Matthew 15:9 is the ninth verse in the fifteenth chapter of the Gospel of Matthew in the New Testament.

==Content==
In the original Greek according to Westcott-Hort for this verse is:
Μάτην δὲ σέβονταί με, διδάσκοντες διδασκαλίας ἐντάλματα ἀνθρώπων.

In the King James Version of the Bible the text reads:
But in vain they do worship me, teaching for doctrines the commandments of men.

The New International Version translates the passage as:
They worship me in vain; their teachings are but rules taught by men.'"

==Analysis==
This worship appears to allude to their superstitious observances.
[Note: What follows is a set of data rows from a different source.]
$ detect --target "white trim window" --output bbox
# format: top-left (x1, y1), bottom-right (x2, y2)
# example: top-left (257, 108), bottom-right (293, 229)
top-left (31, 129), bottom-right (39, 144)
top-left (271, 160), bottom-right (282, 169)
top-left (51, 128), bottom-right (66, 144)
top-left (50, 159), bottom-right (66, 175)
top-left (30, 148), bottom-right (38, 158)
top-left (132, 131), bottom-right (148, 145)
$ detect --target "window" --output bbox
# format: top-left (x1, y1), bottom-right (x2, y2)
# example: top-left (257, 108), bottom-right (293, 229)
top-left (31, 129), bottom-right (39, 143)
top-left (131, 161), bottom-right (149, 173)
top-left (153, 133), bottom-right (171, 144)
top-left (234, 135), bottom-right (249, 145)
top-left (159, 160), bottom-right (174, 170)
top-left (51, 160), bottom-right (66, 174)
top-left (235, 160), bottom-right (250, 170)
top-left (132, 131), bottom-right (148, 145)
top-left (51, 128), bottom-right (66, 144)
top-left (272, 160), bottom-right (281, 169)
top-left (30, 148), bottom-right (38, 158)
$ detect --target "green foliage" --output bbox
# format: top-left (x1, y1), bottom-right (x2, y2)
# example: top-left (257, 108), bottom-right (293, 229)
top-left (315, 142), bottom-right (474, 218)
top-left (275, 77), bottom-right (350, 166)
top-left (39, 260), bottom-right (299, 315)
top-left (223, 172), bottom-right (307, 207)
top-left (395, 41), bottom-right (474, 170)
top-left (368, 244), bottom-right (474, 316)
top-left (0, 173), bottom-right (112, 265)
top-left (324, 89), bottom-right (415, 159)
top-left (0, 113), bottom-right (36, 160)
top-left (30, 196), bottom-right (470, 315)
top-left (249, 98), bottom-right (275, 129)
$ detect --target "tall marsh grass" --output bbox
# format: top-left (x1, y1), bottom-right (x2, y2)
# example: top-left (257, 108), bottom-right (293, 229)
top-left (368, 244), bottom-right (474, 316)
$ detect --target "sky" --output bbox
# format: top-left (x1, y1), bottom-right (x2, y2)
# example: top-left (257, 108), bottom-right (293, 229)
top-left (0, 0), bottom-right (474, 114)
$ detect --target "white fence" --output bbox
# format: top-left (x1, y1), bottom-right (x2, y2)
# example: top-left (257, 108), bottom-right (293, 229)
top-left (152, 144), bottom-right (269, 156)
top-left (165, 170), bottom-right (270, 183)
While in vain seems to mean that they do not obtain any fruit from their worship. This verse is sometimes used to attack various church traditions. Traditions handed down by the apostles are defended by St. Paul who tells the Thessalonians to honor them (2 Thess 2:14). Other traditions of more modern origin are more debatable, since they may or may not
be opposed to the Divine law. The Catholic Church argues that their laws are ordinances enacted under the inspiration of the Holy Ghost.

==Commentary from the Church Fathers==
Glossa Ordinaria: " Or, they honoured Him in commending outward purity; but in that they lacked the inward which is the true purity, their heart was far from God, and such honour was of no avail to them; as it follows, but without, reason do they worship we, teaching doctrines and commandments of men."

Rabanus Maurus: "Therefore they shall not have their reward with the true worshippers, because they teach doctrines and commandments of men to the contempt of the law of God."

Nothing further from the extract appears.